Reported Findings
The Breakthrough
Scientists have recently reported findings that could be a new breakthrough in autism research in the November 2, 2017, issue of the science journal “Nature Communications.” They conducted a study at the Washington University School of Medicine that demonstrated that autism might be caused by an overabundance of synapses or connections within the brain. Far from improving the brain’s function, the extra synapses cause communication problems within the nervous system that lead to confusion in the brain.
Neuroscientist Explanation Simplified
Dr. Azad Bonni, the lead author and the head of the Department of Neuroscience at Washington University, explained that too many brain synapses interfere with the neurons’ ability to communicate with each other effectively. An excessive number of neurons within the developing brain causes some learning disabilities. Dr. Bonni admits that the researchers have not yet determined how the excessive number of synapses impair the brain.
1 out of Every 68 Children
Autism, more formally called “autism spectrum disorder,” is a common developmental disorder that affects about one out of every 68 children in the United States. It is a life-long condition that causes language and social problems. Autism is called a “spectrum disorder,” because patients vary widely in their level of disability. Some have mild cases and can lead fairly normal lives, while others are severely disabled and need constant care. Scientists have long believed that environmental and/or genetic factors may cause autism.
The RNF8 Gene’s Link to Autism
Synapses Overload
Several genes have been linked to autism. One of them, the RNF8 gene, is responsible for regulating the synapses or connections between neurons. The synapses let the neurons communicate with each other. A defective RNF8 gene causes the formation of too many synapses that overload the nervous system within the brain. Scientists believe that overload may be one of the causes of autism.
Removal of the RNF8 Gene
The researchers at Washington University wanted to see what would happen if they completely removed the RNF8 gene from the cerebellum of juvenile rats and mice. The cerebellum controls motor skills and cognitive functions like language. It is also one of the parts of the brain affected by autism. While autism is best known for its effects on a patient’s social and language skills, it also affects their motor skills. Many people with autism are uncoordinated and have a tendency to walk on their tip-toes.
The scientists observed that the neurons in the mice with no RNF8 gene formed 50 percent more synapses than did the neurons in mice with the gene. Those extra synapses did work. The researchers measured the electrical signal in the receiving cells and found it was twice as strong as the signal in normal mice.
No RFN8 Findings
The mice without the RNF8 gene also displayed normal motor skills; they could walk normally, for example. Tests, however, showed that they had marked difficulty learning new motor skills. In one test, the scientists trained the mice to associate a blinking light with an oncoming puff of air directed at their eyes. Normal mice soon learned to close their eyes when they saw the light blink to avoid getting an annoying air puff in their eyes. After a week of training, the normal mice closed their eyes about 75 percent of the time, but the mice with no RFN8 gene closed their eyes only about 33 percent of the time.
Dr. Bonni stated that more research is needed to determine if an excessive number of synapses causes autism in humans. If it does, scientists can work on ways to regulate the number of synapses.
Other Genes Linked to Autism
RNF8 is 1 out of 6 Genes
RNF8 is one out of six genes called ubiquitin ligases.
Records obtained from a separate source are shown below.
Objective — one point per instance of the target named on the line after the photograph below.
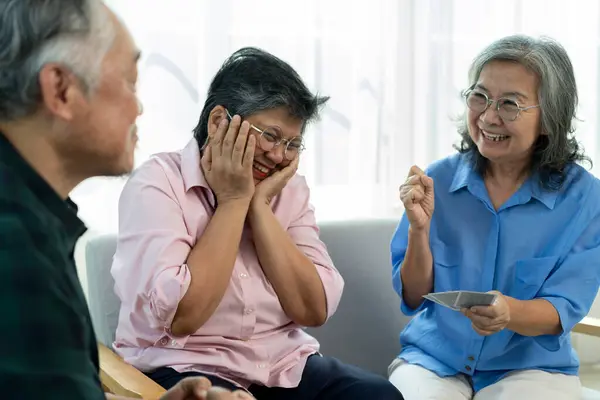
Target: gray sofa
(365, 329)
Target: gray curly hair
(33, 33)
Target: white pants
(418, 383)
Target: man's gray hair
(557, 97)
(33, 33)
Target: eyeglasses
(269, 139)
(507, 109)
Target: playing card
(468, 299)
(446, 299)
(456, 300)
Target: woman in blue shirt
(514, 214)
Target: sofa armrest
(588, 326)
(122, 379)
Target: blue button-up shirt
(538, 245)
Their job is to attach ubiquitin, a molecular tag, to proteins. The genes use the tags as work orders that instruct the rest of the cell on what to do with a given protein: Discard it, adjust its activity level, or send it to another part of the cell. Since publishing the original paper, Dr. Bonni and his team have found that removing or inhibiting any of the ubiquitin ligases causes rodents to develop an abnormally high number of synapses.
Enhanced Brain Power Genes Linked to Autism
Scientists have also been researching genes that seem to enhance brain power and are linked to autism. One study done earlier this year demonstrated that genetic mutations linked to autism might be passed down from one generation to the next. Such genes survive the evolutionary processes that eliminate the genes that cause negative effects. Genes which cause autism survive, however, because they also enhance cognitive abilities like decision-making skills.
Related Research
Brain Tissue Analysis
Earlier this year, researchers at the Columbia University Medical Center conducted postmortem analyses of brain tissues from children with autism and compared them with brain tissue taken from normal children. Dr. Guomei Tang from Columbia analyzed cortical tissue from the children’s brains and found that children with autism had had significantly more synapses than normal children.
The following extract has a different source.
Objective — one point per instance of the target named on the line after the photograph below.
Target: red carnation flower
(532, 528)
Cause of Excess or Defective Synapses
During fetal development, synapses go through a process called “autophagy” that prunes the excess. A protein called mTOR controls the process. A person with autism has overactive mTOR that prevent autophagy from occurring and disposing of excess or defective synapses.
What is Next
Plans for the Future
The study published in “Nature Communications” discusses the possibility of preventing the excess synapses from developing between the neurons. That can also provide methods of regulating the connectivity between the neurons as new synapses form. For example, it might prevent new synapses from forming for no obvious reason, as in when the patient does not learn a new skill.